App Management Methods

AdbTools.start_app

def start_app(package: str, activity: str | None = None) -> str
Start an app on the device. If activity is not provided, automatically resolves the main/launcher activity using cmd package resolve-activity. Arguments:
  • package str - Package name (e.g., “com.android.settings”, “com.google.android.apps.messaging”)
  • activity str | None - Optional activity name (e.g., ”.Settings”). If None, auto-detects the main launcher activity.
Returns:
  • str - Result message indicating success or error
Usage:
# Auto-detect main activity
result = tools.start_app("com.android.settings")
print(result)
# Output: "App started: com.android.settings with activity .Settings"

# Specific activity
result = tools.start_app("com.android.settings", ".Settings")
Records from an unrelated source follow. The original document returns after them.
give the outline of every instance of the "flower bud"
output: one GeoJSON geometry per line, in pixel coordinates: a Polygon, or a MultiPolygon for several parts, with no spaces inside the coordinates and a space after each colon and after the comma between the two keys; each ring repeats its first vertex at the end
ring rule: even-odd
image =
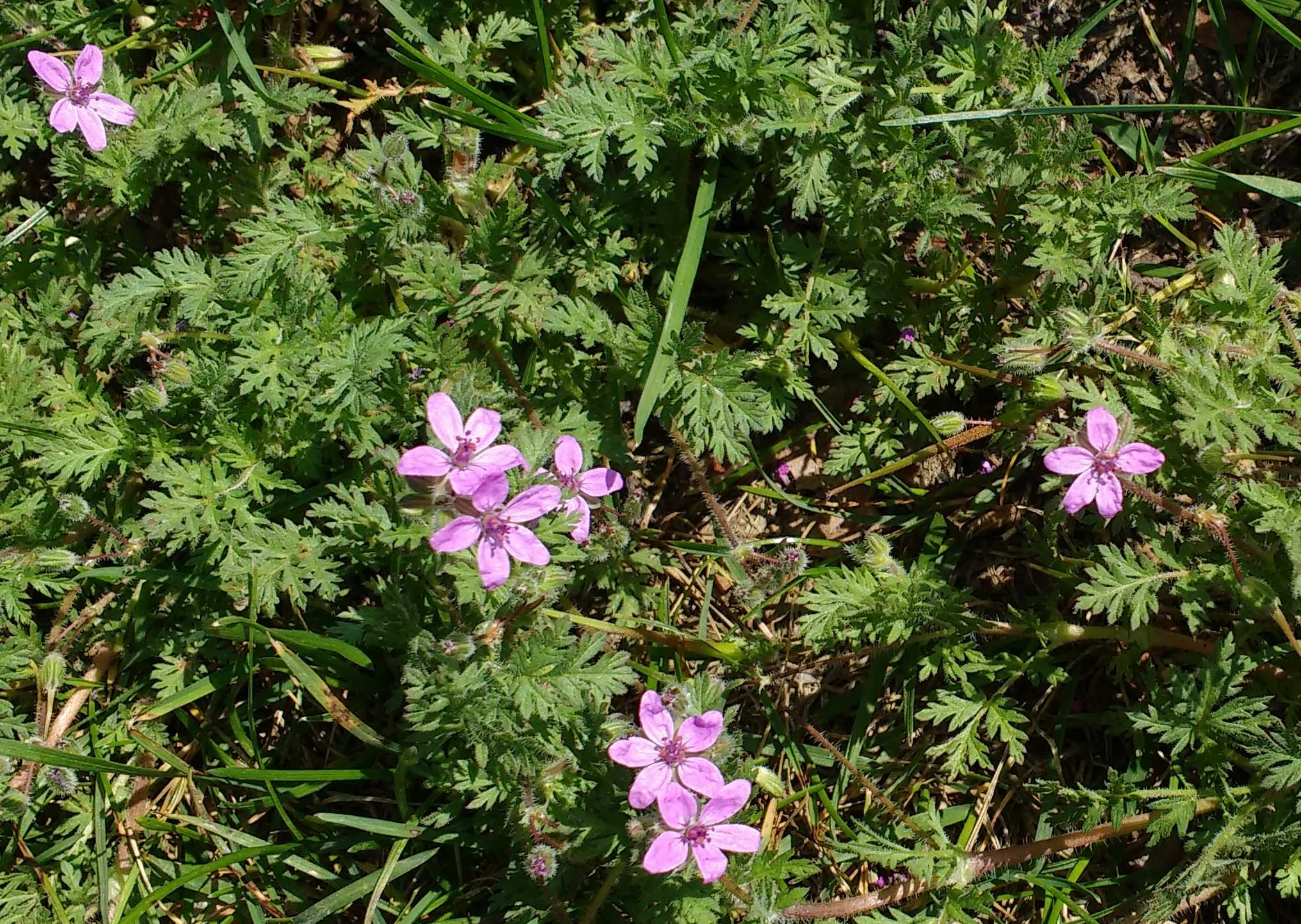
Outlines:
{"type": "Polygon", "coordinates": [[[1279,608],[1279,595],[1259,578],[1248,578],[1239,587],[1242,597],[1242,614],[1255,619],[1274,618],[1279,608]]]}
{"type": "Polygon", "coordinates": [[[338,70],[353,59],[351,55],[334,46],[298,46],[294,51],[298,52],[301,60],[311,61],[320,72],[338,70]]]}
{"type": "Polygon", "coordinates": [[[967,428],[967,418],[958,411],[945,411],[930,418],[930,426],[938,429],[941,436],[958,436],[967,428]]]}
{"type": "Polygon", "coordinates": [[[528,869],[530,876],[539,882],[545,882],[556,875],[556,851],[540,843],[528,851],[524,867],[528,869]]]}
{"type": "Polygon", "coordinates": [[[782,783],[781,777],[766,767],[755,769],[755,785],[774,798],[781,799],[786,795],[786,785],[782,783]]]}
{"type": "Polygon", "coordinates": [[[68,661],[56,651],[49,652],[42,660],[40,668],[36,670],[36,683],[40,685],[40,691],[46,698],[52,699],[59,692],[59,687],[64,685],[66,669],[68,661]]]}
{"type": "Polygon", "coordinates": [[[167,389],[152,381],[133,388],[130,397],[138,407],[147,411],[160,411],[168,405],[167,389]]]}
{"type": "Polygon", "coordinates": [[[163,364],[163,377],[173,385],[189,385],[194,381],[190,367],[185,364],[185,360],[176,357],[172,357],[163,364]]]}
{"type": "Polygon", "coordinates": [[[468,660],[475,653],[475,640],[464,632],[453,632],[442,640],[442,653],[458,661],[468,660]]]}
{"type": "Polygon", "coordinates": [[[1037,375],[1030,379],[1030,397],[1046,405],[1062,401],[1066,397],[1066,387],[1056,376],[1037,375]]]}
{"type": "Polygon", "coordinates": [[[40,549],[35,565],[47,571],[66,571],[77,566],[77,553],[68,549],[40,549]]]}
# Chrome browser (auto-detects launcher activity)
result = tools.start_app("com.android.chrome")
Notes:
  • Uses cmd package resolve-activity --brief to auto-detect main activity when not specified
  • Emits StartAppEvent when context is set for trajectory tracking

AdbTools.install_app

def install_app(
    apk_path: str,
    reinstall: bool = False,
    grant_permissions: bool = True
) -> str
Install an app on the device. Arguments:
  • apk_path str - Path to the APK file on the local machine
  • reinstall bool - Whether to reinstall if app already exists (default: False)
  • grant_permissions bool - Whether to grant all permissions automatically (default: True)
Returns:
  • str - Result message indicating success or error
Usage:
# Install new app
result = tools.install_app("/path/to/app.apk")
print(result)

# Reinstall existing app
result = tools.install_app("/path/to/app.apk", reinstall=True)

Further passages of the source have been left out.